Summer of Math Exposition

The Moebius function

In number theory, the Moebius function allows us to decompose complicated functions into simpler parts. The definition of this function can be difficult to understand, so we flesh it out one step at a time. We start with the Dirichlet convolution, we look at its properties, and finally we look for inverses of number sequences. One of those inverses is the Moebius function. We understand how it works by looking at a Hasse diagram.

Analytics

6.9 Overall score*
40 Votes
11 Comments
Rank 15

Comments

The animations are very clean and informative. The video explain Morbius Equations really nicely, visually and intuitively.

7.1

Very good concept - what is the background for this non-intuitive equation - and execution - well-paced, helped me absorb just about everything presented without pausing or backing up.

7

I learned something, and understood why some people value that, but I wish there had been a little more in the beginning for me to see the value myself.

4.1

Fun content! The pacing was good, animations were great.
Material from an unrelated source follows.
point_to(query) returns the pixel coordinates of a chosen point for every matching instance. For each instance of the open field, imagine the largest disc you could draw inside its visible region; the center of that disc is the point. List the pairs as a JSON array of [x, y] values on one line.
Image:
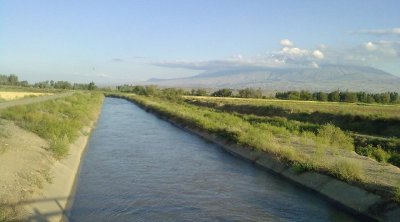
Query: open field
[[374, 110], [8, 96], [329, 150], [374, 128]]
I wondered if you would try to graph the moebius function? The motivation was self implied

8.1

motivation 5/10 clarity 8/10 novelty 7/10 memorability 5/10

6

I just came from a video that started at maximum speed and kind of left the viewer in the dust as it rushed off. No attempt at establishing motivation, which made it hard to understand the intention unless/until you managed to catch up. Yours is the opposite, and I do agree that what you get in textbooks is a polished final result, with no sign of the long process of thinking that went into it. Having an appreciation that every proof in a book is wearing its Sunday best is a valuable insight.

6.2

Very nice connection on how to derive the Moebius function as well as appropriate examples and visualizations to drive home how to get from one place to another. Given that your goal was to motivate why a function is defined this way, we've also uncovered more structure that is interesting about the functions that can be explored. I think one way to improve this is to ask if the viewers could show that the group does satisfy the group axioms as there are some details left missing.

7.4

I really like that one, discovereing a side of number theory I never studied in my enineering career.

9

This was a very intuitive video! I met the Mobius function in my 3rd year of undergrad mathematics. It was indeed just presented as a function which one could check is an inverse to the sum-over-divisors convolution 1*f. This video put that into a wider context. The Dirichlet convolution was clearly + motivated-ly explained. I hadn't met Hasse diagrams but it clicked soon enough. It was really nice to introduce some group theory too for adding a richer structure to the set of arithmetic functions. I hadn't considered / known that we could consider the convolution action as a group action, with of course inverses existing if f is multiplicative. This was a really great video because the result was very emergent, that is the Mobius function's definition naturally just popped out at the end, rather than synthetically defining it initially and just checking it works. I think I might return to number theory at some point, and this is the motivation :D

9

The pacing is a bit fast for me but otherwise, this is the most polished video I have seen in this contest so far.

8.1

I had seen your video on YT before the voting started. Happy that I got the chance to vote it at the very end. I really liked your work, specially the part explaining the Drichlet series. Keep it up.